制作者のギャラはいくら払うか、いくらもらうか

このブログも長いのでエントリーがそれなりに溜まっているのですが、長期にわたってアクセス上位にくるのが「芝居の費用を計算する」です。全体の費用もそうですけど、みなさんスタッフ(各パート)のギャラを知りたがっているようです。

検索しているのはそのスタッフの親玉でもあり、払うほうでもある制作者と思われますが、その親玉自身がいくらギャラをもらうべきか、悩ましい問題です。私のエントリーでは最後に切上げて16万円強、経験者のfringeでは1ステージ1万円で計算していました。

そうしたらフリーの制作者の人がそのものずばりの「フリーランスの制作者のギャラはどうやって決めるのか 」という内容でブログに書いていました。安値で請負って持出しがかさんだ時期を経て、こういう方法にたどり着いたそうです。

そこで私が考えたのが、単位制にするという方法でした。
最初は1単位=15万円。

これだと、15万円以下の仕事は無い(受けない)ということになります。
15万円の次は、30万円(2単位)です。

さすがに、15万円と30万円だったら、ある仕事を依頼された際にその内容で15万か30万かは自分で判断がつきますよね。
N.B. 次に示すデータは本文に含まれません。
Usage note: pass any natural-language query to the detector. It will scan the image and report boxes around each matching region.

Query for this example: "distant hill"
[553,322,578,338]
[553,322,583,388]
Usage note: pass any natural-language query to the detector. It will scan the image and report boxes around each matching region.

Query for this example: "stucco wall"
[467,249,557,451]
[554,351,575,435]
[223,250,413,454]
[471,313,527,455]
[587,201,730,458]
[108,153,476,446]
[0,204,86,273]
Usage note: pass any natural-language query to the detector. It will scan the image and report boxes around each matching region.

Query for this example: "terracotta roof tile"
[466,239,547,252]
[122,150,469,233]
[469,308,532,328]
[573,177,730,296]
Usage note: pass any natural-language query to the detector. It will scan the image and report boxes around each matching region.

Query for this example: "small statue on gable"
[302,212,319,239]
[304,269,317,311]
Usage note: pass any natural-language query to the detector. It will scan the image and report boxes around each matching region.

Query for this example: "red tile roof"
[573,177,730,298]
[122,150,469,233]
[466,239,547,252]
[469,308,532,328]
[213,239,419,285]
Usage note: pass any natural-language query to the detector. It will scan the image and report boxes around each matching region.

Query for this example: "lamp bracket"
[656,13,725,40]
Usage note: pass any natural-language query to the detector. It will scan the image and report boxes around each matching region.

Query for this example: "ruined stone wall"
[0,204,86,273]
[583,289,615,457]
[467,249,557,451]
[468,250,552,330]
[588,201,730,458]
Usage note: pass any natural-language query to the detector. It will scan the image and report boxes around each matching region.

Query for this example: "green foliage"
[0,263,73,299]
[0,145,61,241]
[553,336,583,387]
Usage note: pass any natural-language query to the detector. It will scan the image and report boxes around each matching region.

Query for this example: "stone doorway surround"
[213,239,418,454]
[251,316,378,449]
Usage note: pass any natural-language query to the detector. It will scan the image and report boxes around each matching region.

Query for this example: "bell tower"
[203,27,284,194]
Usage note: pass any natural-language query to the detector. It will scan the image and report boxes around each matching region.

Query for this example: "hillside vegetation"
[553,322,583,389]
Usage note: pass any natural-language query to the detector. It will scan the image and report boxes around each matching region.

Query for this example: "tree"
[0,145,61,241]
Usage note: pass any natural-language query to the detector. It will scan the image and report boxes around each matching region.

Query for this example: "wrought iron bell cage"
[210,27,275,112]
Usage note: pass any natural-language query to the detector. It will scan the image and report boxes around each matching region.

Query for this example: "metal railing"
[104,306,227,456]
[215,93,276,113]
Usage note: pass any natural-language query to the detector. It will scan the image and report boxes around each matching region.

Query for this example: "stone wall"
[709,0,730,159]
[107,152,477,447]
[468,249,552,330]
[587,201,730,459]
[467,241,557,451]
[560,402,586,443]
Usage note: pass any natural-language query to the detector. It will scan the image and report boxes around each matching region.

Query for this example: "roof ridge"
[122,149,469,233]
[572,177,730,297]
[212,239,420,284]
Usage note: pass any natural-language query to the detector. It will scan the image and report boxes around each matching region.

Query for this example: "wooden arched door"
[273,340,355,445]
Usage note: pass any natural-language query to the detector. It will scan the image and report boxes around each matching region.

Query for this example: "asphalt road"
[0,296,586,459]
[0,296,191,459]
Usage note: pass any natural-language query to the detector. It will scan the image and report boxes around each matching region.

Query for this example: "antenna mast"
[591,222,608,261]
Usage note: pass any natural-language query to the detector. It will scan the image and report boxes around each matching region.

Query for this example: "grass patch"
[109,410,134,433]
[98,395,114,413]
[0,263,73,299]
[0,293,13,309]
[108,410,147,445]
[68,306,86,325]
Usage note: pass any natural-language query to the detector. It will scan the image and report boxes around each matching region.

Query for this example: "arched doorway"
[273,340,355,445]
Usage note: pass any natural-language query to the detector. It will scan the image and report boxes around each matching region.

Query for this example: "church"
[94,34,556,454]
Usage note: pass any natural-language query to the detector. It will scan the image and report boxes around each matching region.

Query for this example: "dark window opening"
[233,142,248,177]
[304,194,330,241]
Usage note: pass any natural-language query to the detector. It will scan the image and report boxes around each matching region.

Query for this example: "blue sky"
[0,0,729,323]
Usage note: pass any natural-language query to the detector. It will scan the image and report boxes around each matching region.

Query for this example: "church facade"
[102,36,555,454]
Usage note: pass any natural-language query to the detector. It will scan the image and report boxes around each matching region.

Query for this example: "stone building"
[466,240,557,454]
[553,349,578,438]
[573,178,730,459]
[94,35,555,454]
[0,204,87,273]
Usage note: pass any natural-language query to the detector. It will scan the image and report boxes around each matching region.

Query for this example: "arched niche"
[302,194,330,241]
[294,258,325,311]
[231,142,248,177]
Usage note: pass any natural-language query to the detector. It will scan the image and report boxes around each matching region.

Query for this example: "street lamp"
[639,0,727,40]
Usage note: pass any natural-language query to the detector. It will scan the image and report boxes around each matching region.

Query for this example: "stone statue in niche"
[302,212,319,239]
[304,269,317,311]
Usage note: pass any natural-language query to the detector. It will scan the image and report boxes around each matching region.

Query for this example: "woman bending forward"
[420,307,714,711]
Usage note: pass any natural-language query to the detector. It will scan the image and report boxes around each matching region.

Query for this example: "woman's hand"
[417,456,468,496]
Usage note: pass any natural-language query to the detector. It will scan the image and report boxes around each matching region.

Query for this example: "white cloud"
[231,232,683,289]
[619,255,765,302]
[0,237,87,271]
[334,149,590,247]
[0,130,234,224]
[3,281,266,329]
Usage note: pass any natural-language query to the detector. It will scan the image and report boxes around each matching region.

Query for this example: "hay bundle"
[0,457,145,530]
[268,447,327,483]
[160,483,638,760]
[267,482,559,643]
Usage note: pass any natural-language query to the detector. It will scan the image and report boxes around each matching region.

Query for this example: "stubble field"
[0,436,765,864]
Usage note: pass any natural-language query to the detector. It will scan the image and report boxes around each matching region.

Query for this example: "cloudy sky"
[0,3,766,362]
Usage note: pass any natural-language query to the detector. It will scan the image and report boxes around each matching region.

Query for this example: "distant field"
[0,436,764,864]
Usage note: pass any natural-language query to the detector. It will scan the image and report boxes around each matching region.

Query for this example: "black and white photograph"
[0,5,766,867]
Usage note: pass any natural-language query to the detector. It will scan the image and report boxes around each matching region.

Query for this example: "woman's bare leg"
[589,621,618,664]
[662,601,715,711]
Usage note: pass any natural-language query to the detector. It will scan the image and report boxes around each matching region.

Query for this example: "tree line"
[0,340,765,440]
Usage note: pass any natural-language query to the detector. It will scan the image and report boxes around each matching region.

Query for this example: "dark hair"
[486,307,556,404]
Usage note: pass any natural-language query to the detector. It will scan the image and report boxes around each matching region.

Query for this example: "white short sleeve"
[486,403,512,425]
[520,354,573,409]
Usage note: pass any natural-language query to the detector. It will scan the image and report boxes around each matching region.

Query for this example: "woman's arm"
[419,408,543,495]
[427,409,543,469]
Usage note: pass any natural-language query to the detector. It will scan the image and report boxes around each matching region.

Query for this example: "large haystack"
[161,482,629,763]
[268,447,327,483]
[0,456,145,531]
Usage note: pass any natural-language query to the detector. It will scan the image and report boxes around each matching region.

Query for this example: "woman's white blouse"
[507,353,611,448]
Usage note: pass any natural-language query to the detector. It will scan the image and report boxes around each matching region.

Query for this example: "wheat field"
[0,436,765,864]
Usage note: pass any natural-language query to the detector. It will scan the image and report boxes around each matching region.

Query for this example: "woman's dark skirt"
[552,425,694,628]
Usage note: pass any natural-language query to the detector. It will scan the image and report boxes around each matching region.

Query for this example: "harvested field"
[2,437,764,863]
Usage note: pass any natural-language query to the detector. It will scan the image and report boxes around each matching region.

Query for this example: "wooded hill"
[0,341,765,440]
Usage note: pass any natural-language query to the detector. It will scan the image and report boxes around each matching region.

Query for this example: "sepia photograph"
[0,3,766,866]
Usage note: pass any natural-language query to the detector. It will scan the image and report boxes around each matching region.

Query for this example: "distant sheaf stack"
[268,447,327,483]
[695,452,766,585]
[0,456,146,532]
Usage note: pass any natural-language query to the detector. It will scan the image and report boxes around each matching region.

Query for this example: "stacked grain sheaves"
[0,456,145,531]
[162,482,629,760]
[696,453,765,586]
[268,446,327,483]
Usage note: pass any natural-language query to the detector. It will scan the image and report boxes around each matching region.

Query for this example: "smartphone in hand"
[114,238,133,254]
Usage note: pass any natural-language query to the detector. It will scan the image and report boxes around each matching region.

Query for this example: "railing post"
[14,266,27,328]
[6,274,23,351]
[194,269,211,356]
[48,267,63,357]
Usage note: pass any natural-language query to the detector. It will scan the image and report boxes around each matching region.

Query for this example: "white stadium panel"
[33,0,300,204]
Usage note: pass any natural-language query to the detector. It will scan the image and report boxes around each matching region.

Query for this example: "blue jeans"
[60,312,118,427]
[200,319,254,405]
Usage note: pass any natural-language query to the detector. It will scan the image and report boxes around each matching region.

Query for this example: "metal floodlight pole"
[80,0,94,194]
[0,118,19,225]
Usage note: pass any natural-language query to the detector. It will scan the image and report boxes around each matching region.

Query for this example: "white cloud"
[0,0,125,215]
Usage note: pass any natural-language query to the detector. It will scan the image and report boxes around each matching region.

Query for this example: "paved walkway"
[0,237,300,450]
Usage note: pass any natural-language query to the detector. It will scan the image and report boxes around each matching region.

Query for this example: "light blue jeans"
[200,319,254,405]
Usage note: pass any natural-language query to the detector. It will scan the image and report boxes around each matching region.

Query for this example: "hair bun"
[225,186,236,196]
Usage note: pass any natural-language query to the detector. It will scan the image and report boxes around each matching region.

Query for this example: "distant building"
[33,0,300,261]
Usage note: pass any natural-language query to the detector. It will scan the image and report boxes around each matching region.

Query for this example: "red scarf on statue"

こんな感じで、報酬は15・30・45・60…と15単位でしか刻みがなければ、かかわる日数や、本番の拘束日数、制作に求められるレベル(プロジェクトの難易度)によって、自分の中では比較的簡単にギャラが提示できます。

(中略)
ちなみにフリーランス3年目で1単位=15万円からはじめ、4年目で20万円に値上げしました。今年は5年目でございます。

これは稼ぎが多いほうがよいということ以外に、他人の相場に与える影響も考慮してのこと。実にわかりやすい。物価の違いを考慮しなければ、奇しくも私の計算した16万円強がほぼ1単位でした。ただ、たまたま1単位が15万円でも、1公演の制作を頼んだらフリー三倍則にしたがって本当は3単位くらいは見ておかないと駄目かな?

制作者であることを考慮しても面倒なお金の話を実にすっきり書いた文章だったのでプロフィールと活動履歴を見たら、結構大きな仕事に関わっている人だった。このくらいのキャリアの人にはこのくらいという目安にもなります。お悩みの人、リンク先をご一読あれ。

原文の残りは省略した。